If you’re going through hell, keep going.
~ Winston Churchill
I chose the hellish fire over the heavenly showers, I knew to myself what the consequences would be, what awaited. But then, life was about a choice, just one perhaps. Boxes to be ticked, and questions to be answered, when life posed a rather difficult one posing one over another, I flipped out.
There have been but just a couple of important people in my life, both equally important, both women, both moulded me in what I would go on to become, and now what would remain of me. A reckless soul, with pieces of it trying to hold up and engaged in keeping other souls happy.
‘I am attracted to tragedies, so I attract tragedies’. Someone had once told me, it was as recent as yesterday and as I now sit back and reflect upon what I have actually done, a question pops up again. Have I succeeded in keeping other souls happy? If, Yes, to what extent?
I hadn’t been bothered by what was to come, I had always lived for today, I gave up on my tomorrow in my quest to live up to this notion. As, I now lie flat on my face, having fallen from the heavens I were once treading upon, the bruises and the scars don’t show. They remain within, lying deep, camouflaging everything I have been withstanding. I chose to lose out, I was the jockey riding my own stallion, as I now stand battered, this will haunt me for life.

It were just a call, not ordinary though, the consequence enormous and enormously scary, the nights now feel longer than it had ever been, the dawn might never dawn upon my life. Lights out it were, curtains down; the show’s over, but it’ll go on, ‘manage the show’; they said. Well, it will be managed, an obligation and not bound by reason or purpose, the futility of it all shall never make sense, for when it did I seemed to be at loss.
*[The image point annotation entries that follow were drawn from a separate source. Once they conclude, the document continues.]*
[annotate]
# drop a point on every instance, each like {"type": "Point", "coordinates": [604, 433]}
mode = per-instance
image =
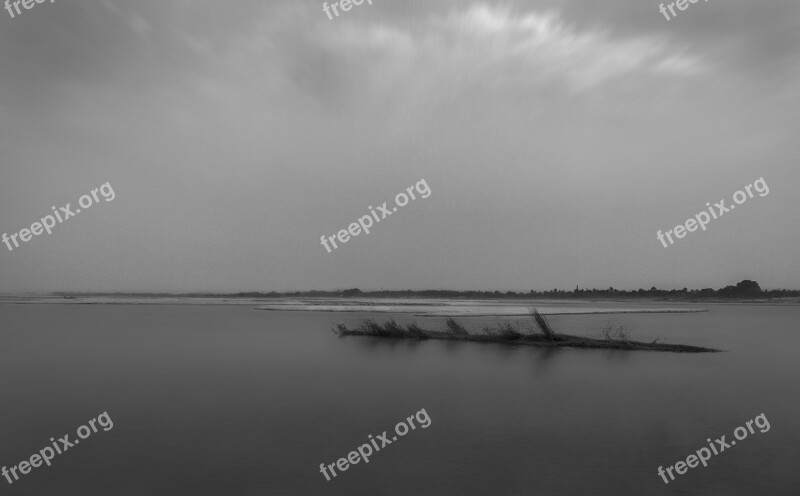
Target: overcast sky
{"type": "Point", "coordinates": [556, 136]}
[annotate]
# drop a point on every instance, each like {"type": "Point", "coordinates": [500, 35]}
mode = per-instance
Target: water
{"type": "Point", "coordinates": [232, 400]}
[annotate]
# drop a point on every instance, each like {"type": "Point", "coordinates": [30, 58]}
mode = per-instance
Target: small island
{"type": "Point", "coordinates": [541, 335]}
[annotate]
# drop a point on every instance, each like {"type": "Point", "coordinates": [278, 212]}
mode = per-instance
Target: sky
{"type": "Point", "coordinates": [556, 136]}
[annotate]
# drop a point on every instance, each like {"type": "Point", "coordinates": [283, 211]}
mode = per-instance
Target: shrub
{"type": "Point", "coordinates": [456, 328]}
{"type": "Point", "coordinates": [543, 325]}
{"type": "Point", "coordinates": [509, 332]}
{"type": "Point", "coordinates": [417, 332]}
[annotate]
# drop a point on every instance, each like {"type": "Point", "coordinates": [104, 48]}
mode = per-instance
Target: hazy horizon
{"type": "Point", "coordinates": [557, 137]}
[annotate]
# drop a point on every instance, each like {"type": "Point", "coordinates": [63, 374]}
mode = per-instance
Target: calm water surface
{"type": "Point", "coordinates": [228, 400]}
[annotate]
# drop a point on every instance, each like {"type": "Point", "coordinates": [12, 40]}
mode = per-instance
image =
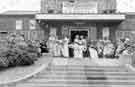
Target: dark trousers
{"type": "Point", "coordinates": [71, 52]}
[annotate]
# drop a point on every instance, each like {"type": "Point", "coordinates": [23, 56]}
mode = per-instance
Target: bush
{"type": "Point", "coordinates": [18, 56]}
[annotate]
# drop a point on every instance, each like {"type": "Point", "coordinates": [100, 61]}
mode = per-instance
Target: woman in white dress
{"type": "Point", "coordinates": [84, 44]}
{"type": "Point", "coordinates": [65, 47]}
{"type": "Point", "coordinates": [78, 48]}
{"type": "Point", "coordinates": [51, 42]}
{"type": "Point", "coordinates": [93, 52]}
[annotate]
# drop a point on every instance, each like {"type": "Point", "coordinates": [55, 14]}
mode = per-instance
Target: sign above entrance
{"type": "Point", "coordinates": [80, 7]}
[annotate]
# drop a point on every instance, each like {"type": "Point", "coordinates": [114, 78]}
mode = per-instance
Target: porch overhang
{"type": "Point", "coordinates": [95, 17]}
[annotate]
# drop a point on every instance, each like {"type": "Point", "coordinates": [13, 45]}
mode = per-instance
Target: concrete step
{"type": "Point", "coordinates": [70, 85]}
{"type": "Point", "coordinates": [91, 73]}
{"type": "Point", "coordinates": [89, 77]}
{"type": "Point", "coordinates": [65, 81]}
{"type": "Point", "coordinates": [86, 66]}
{"type": "Point", "coordinates": [92, 70]}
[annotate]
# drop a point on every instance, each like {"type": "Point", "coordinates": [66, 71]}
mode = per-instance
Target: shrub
{"type": "Point", "coordinates": [17, 56]}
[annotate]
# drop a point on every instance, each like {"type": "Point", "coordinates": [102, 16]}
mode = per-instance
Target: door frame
{"type": "Point", "coordinates": [79, 29]}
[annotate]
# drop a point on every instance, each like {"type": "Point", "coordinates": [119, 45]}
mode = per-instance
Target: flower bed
{"type": "Point", "coordinates": [18, 56]}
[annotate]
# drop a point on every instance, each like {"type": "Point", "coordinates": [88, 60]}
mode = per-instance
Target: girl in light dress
{"type": "Point", "coordinates": [93, 51]}
{"type": "Point", "coordinates": [51, 44]}
{"type": "Point", "coordinates": [84, 44]}
{"type": "Point", "coordinates": [66, 47]}
{"type": "Point", "coordinates": [78, 48]}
The crux of the matter: being good, doing good never happened. The stench, the rotten pus, all that had made way for my divine healing to take place, now back to infect the mind. ‘Tis shall stay, the infected heart now swollen with a void, a vacuum so massive that everything else now feels too miniscule to compare. The conviction of the mind that led to this now missing in action, analysis-paralysis !! Too devout to earthly decisions life had been, now all that exists has hellish attributes.
To live, to breathe, to die; all but the same, the gallows of life aren’t that glorious. But, it were me; all for me; the bow and the arrow: the string in my hands, shot by me and at me, as the heart now bleeds, all that remains is an iota of remorse: What if? But, then? Doubts and apprehensions, no scope for answers to arrive. The heavens of life, now my living hell. Treading and living through, breathing and basking in fire.
To have lost out, and to cope: Carpe Diem!!
I know what tomorrow holds, today; let me just burn again.